The sound is modified by the different ways in which such contact takes place. As a result, the letters (sounds) sound distinct. Their combination constitutes the word that expresses what is in the mind.

Not all nations have the same letters (sounds) in their speech. One nation has letters (sounds) different from those of another. The letters (sounds) of the Arabs are twentyeight, as is known. The Hebrews are found to have letters (sounds) that are not in our language.

In our language, in turn, there are letters sounds) that are not in theirs. The same applies to the European Christians, the Turks, the Berbers, and other non-Arabs.

In order to express their sounds, literate Arabs chose to use conventional letters written individually separate, such as ‘, b, j, r, t, etc through all the 28 letters. When they come upon a sound which has no sound in their language, it is not indicated in writing.

This is not a satisfactory way of indicating a letter (sound) but a complete replacement of it. Our book contains the history of the Berbers and other non-Arabs.

In their names and in some of their words, we came across letters (sounds) that did not correspond with our written language and conventional orthography.

We were forced to indicate such sounds (by special signs). We did not find it satisfactory to use the letters closest to them, because in our opinion this is not a satisfactory indication.

In my book, therefore, I have chosen to write such non-Arabic letters (sounds) in such a way as to indicate the two letters (sounds) closest to it, so that the reader may be able to pronounce it somewhere in the middle between the sounds represented by the two letters and thus reproduce it correctly.

I derived this idea from the way the Qur’an scholars write sounds that are not sharply defined, such as occur, for instance, in as-sirat according to Khalaf’s reading. 182 The s is to be pronounced somehow between s and z. In this case, they spell the word with s and - write a z into it. 183 thus - indicate a pronunciation somewhere in the middle between the two sounds. 184

I have indicated every sound that is to be pronounced somehow in the middle between two of our letters (sounds). The Berber k, for instance, which is pronounced midway between our clear k and j (g) or q, as, for instance, in the name Buluggin, is spelled by me with a k with the addition of one dot-from the j-below, or one dot or two-from the q-on top of it. 185 Thisindicates that the sound is to be pronounced midway between k and j (g) or q.

This sound occurs most frequently in the Berber language.

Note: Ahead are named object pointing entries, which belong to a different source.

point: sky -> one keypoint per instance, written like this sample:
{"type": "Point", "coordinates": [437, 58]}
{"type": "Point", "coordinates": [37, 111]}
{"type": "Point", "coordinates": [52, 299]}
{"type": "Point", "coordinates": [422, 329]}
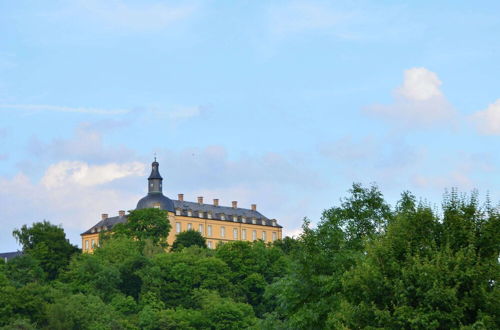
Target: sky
{"type": "Point", "coordinates": [279, 103]}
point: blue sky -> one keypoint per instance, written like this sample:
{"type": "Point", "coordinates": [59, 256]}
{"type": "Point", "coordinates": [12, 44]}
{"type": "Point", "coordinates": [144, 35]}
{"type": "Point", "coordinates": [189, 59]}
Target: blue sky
{"type": "Point", "coordinates": [279, 103]}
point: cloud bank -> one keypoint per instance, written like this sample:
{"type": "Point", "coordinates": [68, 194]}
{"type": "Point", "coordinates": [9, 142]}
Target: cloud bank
{"type": "Point", "coordinates": [419, 102]}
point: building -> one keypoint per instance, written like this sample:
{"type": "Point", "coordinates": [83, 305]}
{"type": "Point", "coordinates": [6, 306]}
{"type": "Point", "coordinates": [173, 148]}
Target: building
{"type": "Point", "coordinates": [215, 222]}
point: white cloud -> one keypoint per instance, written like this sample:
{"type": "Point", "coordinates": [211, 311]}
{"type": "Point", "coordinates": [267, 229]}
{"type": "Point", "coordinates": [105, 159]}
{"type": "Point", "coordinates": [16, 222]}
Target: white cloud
{"type": "Point", "coordinates": [56, 108]}
{"type": "Point", "coordinates": [141, 16]}
{"type": "Point", "coordinates": [488, 121]}
{"type": "Point", "coordinates": [76, 205]}
{"type": "Point", "coordinates": [419, 102]}
{"type": "Point", "coordinates": [81, 173]}
{"type": "Point", "coordinates": [86, 144]}
{"type": "Point", "coordinates": [420, 84]}
{"type": "Point", "coordinates": [350, 150]}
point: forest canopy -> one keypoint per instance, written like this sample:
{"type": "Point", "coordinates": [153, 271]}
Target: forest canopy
{"type": "Point", "coordinates": [364, 265]}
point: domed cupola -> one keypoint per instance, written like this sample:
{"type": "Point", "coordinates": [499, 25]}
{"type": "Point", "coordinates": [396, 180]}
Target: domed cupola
{"type": "Point", "coordinates": [155, 197]}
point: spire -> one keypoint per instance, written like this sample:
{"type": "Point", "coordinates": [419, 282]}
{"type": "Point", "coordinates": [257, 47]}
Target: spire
{"type": "Point", "coordinates": [155, 179]}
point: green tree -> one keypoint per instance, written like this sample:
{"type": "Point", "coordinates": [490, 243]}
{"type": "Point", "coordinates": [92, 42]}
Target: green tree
{"type": "Point", "coordinates": [172, 277]}
{"type": "Point", "coordinates": [82, 312]}
{"type": "Point", "coordinates": [188, 238]}
{"type": "Point", "coordinates": [46, 243]}
{"type": "Point", "coordinates": [23, 270]}
{"type": "Point", "coordinates": [312, 289]}
{"type": "Point", "coordinates": [145, 224]}
{"type": "Point", "coordinates": [426, 272]}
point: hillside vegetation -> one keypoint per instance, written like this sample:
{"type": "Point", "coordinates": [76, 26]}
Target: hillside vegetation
{"type": "Point", "coordinates": [365, 265]}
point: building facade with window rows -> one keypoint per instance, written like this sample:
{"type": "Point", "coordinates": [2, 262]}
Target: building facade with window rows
{"type": "Point", "coordinates": [215, 222]}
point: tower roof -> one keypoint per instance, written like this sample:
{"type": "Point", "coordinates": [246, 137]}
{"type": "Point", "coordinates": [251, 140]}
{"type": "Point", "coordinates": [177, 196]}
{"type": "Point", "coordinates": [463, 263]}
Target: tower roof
{"type": "Point", "coordinates": [155, 173]}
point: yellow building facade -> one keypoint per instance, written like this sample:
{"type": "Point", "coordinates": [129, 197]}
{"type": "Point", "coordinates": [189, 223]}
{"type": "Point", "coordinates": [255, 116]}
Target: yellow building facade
{"type": "Point", "coordinates": [215, 222]}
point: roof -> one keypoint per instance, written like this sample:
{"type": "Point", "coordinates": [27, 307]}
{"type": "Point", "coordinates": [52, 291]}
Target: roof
{"type": "Point", "coordinates": [157, 199]}
{"type": "Point", "coordinates": [155, 173]}
{"type": "Point", "coordinates": [217, 211]}
{"type": "Point", "coordinates": [107, 223]}
{"type": "Point", "coordinates": [230, 214]}
{"type": "Point", "coordinates": [9, 255]}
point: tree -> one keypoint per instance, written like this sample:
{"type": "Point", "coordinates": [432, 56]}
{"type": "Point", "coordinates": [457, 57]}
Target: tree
{"type": "Point", "coordinates": [82, 312]}
{"type": "Point", "coordinates": [48, 244]}
{"type": "Point", "coordinates": [145, 224]}
{"type": "Point", "coordinates": [23, 270]}
{"type": "Point", "coordinates": [188, 238]}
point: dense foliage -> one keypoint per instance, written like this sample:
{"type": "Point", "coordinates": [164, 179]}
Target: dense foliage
{"type": "Point", "coordinates": [144, 224]}
{"type": "Point", "coordinates": [364, 265]}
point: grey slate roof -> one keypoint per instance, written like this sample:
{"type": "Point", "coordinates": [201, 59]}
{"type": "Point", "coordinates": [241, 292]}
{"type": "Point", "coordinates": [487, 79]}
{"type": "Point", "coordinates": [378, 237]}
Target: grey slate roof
{"type": "Point", "coordinates": [9, 255]}
{"type": "Point", "coordinates": [105, 224]}
{"type": "Point", "coordinates": [196, 208]}
{"type": "Point", "coordinates": [216, 212]}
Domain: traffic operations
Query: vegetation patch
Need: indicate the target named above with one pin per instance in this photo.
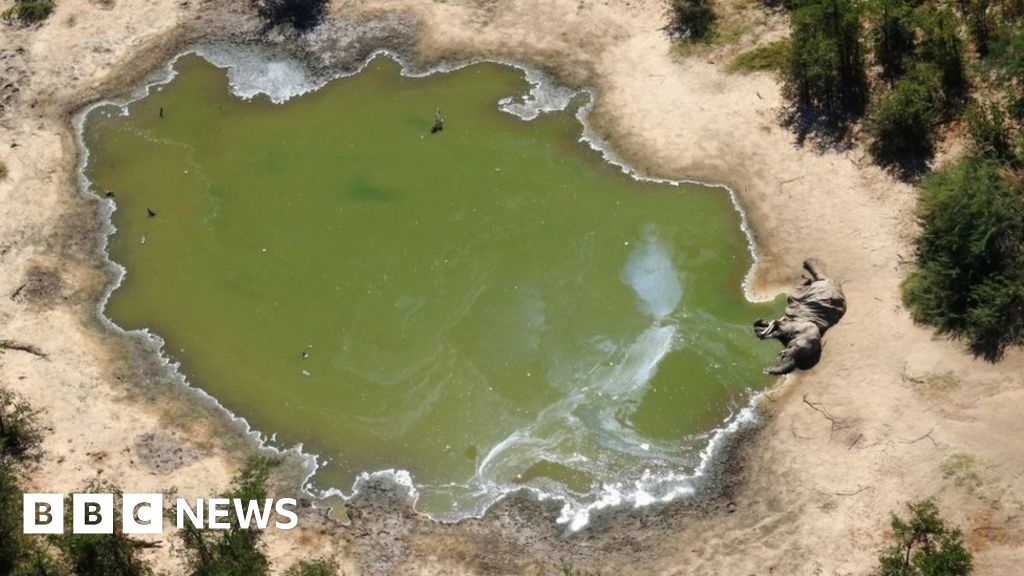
(970, 277)
(769, 57)
(926, 546)
(963, 470)
(693, 19)
(299, 14)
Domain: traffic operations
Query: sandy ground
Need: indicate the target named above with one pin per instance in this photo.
(891, 414)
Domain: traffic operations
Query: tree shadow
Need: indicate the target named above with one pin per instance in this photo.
(825, 132)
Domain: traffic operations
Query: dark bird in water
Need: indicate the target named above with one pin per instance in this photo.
(438, 122)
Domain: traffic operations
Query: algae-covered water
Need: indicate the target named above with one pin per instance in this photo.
(486, 307)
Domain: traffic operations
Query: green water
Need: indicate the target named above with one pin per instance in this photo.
(486, 307)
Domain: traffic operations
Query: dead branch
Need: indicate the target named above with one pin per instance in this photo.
(835, 423)
(22, 346)
(919, 439)
(854, 493)
(855, 441)
(17, 292)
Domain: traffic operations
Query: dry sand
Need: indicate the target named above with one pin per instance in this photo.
(891, 414)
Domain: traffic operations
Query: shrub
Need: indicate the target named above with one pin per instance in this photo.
(970, 277)
(323, 567)
(902, 125)
(892, 35)
(11, 541)
(980, 25)
(771, 56)
(36, 562)
(236, 551)
(30, 11)
(693, 18)
(300, 14)
(942, 46)
(20, 433)
(989, 133)
(826, 70)
(926, 546)
(101, 554)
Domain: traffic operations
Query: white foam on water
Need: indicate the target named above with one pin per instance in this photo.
(653, 277)
(600, 396)
(545, 95)
(255, 71)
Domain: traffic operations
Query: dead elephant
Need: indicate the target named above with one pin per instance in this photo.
(811, 310)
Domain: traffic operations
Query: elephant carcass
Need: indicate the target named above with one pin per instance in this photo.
(815, 305)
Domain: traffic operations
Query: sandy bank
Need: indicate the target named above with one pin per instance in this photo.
(891, 414)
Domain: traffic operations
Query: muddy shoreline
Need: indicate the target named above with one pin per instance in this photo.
(808, 495)
(380, 521)
(379, 505)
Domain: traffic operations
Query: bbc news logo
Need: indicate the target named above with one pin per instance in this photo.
(143, 513)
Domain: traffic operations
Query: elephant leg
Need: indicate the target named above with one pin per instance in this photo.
(784, 365)
(814, 269)
(765, 328)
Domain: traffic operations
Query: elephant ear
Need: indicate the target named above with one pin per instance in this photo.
(785, 365)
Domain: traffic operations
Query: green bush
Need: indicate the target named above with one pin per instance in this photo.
(11, 541)
(970, 277)
(236, 551)
(926, 546)
(30, 11)
(20, 433)
(1006, 62)
(826, 71)
(300, 14)
(980, 24)
(941, 45)
(892, 34)
(902, 126)
(989, 133)
(693, 18)
(771, 56)
(322, 567)
(101, 554)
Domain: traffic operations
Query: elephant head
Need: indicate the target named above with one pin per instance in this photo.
(816, 304)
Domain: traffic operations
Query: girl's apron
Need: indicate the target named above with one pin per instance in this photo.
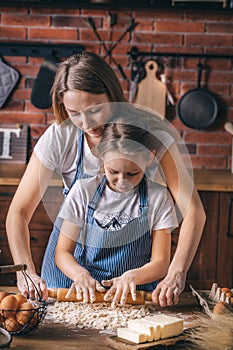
(109, 253)
(50, 272)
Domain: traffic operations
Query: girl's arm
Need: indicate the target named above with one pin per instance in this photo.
(189, 203)
(152, 271)
(84, 284)
(25, 201)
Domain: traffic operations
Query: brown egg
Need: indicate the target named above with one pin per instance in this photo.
(21, 299)
(24, 313)
(9, 305)
(225, 290)
(221, 308)
(3, 294)
(11, 325)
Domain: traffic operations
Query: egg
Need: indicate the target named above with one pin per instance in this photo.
(12, 325)
(3, 294)
(220, 308)
(21, 299)
(9, 305)
(226, 290)
(24, 313)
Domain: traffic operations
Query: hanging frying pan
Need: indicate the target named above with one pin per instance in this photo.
(197, 108)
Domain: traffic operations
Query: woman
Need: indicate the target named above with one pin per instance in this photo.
(82, 83)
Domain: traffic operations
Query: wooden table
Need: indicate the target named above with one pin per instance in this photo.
(51, 336)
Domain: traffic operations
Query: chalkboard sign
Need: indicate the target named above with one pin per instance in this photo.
(13, 143)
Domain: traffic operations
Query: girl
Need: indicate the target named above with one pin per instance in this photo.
(82, 82)
(120, 222)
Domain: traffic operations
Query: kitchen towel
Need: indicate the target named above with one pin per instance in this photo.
(8, 80)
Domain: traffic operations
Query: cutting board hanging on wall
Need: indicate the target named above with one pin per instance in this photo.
(152, 92)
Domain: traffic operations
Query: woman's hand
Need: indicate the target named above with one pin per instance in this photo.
(168, 290)
(120, 287)
(34, 288)
(85, 286)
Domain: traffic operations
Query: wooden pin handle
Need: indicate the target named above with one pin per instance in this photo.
(60, 295)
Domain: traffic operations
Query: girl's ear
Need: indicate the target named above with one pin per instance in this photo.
(151, 158)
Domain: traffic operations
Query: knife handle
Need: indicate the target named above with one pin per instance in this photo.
(60, 295)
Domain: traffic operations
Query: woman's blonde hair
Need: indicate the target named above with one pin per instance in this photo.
(86, 72)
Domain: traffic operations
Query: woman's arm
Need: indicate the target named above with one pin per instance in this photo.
(25, 201)
(190, 206)
(155, 269)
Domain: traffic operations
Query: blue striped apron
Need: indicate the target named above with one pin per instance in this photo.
(109, 253)
(49, 271)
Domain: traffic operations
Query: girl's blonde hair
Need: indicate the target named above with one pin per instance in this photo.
(86, 72)
(126, 139)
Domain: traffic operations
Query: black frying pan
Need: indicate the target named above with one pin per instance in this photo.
(197, 108)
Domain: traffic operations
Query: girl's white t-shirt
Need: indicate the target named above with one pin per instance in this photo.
(123, 206)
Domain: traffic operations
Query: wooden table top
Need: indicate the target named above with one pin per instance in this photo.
(56, 336)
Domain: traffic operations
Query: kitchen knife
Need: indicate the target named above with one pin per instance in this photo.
(60, 295)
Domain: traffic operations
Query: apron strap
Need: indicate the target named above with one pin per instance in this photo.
(143, 194)
(79, 174)
(98, 193)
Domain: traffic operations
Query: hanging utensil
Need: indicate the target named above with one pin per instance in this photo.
(41, 91)
(197, 108)
(228, 126)
(8, 80)
(93, 26)
(12, 268)
(151, 91)
(131, 27)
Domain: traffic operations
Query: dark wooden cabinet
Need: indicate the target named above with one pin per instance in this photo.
(40, 227)
(213, 261)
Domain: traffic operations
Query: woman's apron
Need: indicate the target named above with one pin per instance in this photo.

In the other cases, I have spelled each letter (sound) that is to be pronounced midway between two letters (sounds) of our language, with a similar combination of two letters. The reader will thus know that it is an intermediate sound and pronounce it accordingly. In this way, we have indicated it satisfactorily.

Had we spelled it by using only one letter (sound) adjacent to it on either side, 185a we would have changed its proper pronunciation to the pronunciation of the particular letter (sound) in our own language (which we might have used), and we would have altered the way people speak.